File transfer design options

Based on a discussion between Jim, Anna, and Chris Johnson on 9/17/19 (see https://docs.google.com/document/d/1lieOItsg3lgjAaM5VYJlX5kXGZDRLRNusqcKqtB8Kaw/edit#heading=h.2adhpm8wvida)


Dataverse current design:

Normal Dataverse flow is for files to be uploaded via Dataverse UI or uploader with bytes travelling through the Glassfish server to create a temporary local file. After this, Dataverse attempts to unzip any zip files, and (once the 'Save' button is hit in the UI) the temporary files (the set uploaded and any created through unzipping) are transferred to the final storage which could be a local file system or an S3 store. If full text indexing is enabled, Dataverse will retrieve file bytes from the store to process them (i.e. to index all the words it finds). For download, the default process is for the Dataverse app/Glassfish to read the file and stream the bytes to the user. When S3 is used, there is an option to have Dataverse generate a temporary S3 URL and to send that to the users browser, at which point the browser retrieves the file bytes directly from S3.

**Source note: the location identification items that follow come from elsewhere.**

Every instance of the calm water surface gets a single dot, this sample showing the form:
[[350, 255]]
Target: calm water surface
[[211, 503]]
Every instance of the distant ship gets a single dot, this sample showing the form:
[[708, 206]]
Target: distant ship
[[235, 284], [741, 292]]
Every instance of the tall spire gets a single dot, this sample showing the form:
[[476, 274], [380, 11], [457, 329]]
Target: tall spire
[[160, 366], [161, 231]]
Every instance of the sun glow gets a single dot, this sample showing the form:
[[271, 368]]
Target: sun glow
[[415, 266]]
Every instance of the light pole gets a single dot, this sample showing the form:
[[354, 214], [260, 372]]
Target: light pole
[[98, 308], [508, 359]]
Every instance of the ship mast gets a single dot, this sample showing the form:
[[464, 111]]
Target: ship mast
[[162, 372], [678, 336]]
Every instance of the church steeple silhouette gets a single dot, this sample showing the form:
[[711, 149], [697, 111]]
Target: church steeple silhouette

TRSA Requirements and Design Constraints:

The primary intent of the TRSA (as I currently understand it) is to enable a Dataverse instance to handle larger files (and larger therefore larger datasets) by leveraging remote storage (i.e. Corral at TACC). In addition to requiring Dataverse to be able to manage files stored at the remote location, this nominally requires avoiding the creation of temporary files on the Dataverse machine and avoiding streaming data bytes through the Dataverse/Glassfish app since both of these add overhead (storage space and memory/processing power) and slow uploads. While use cases are still being refined, the nominal intent is to have Dataverse work the ~same way for larger data as it does today, with the caveat that, when data is already stored at TACC, it wouldn't make sense to transfer them away from TACC to a user's 'local' machine (wherever local is) just to send them back. 'Working the same way' implies that Dataverse is managing the files and is able to control access, restrict/unrestrict them, store metadata and fixity hashes for them (so the files shouldn't be editable directly by the end user once they have been sent to Dataverse), etc. 

Discussed Options:

The online documentation states that Corral can be used as a local file system or via S3 or iRODS. Our discussion focused on these and a couple of variants (below). (Somewhat implicit in this discussion is the idea that what the user experience will be is fairly independent of the choice of the storage access design. This is due to Dataverse's design which hides storage behind a storage agnostic internal API.)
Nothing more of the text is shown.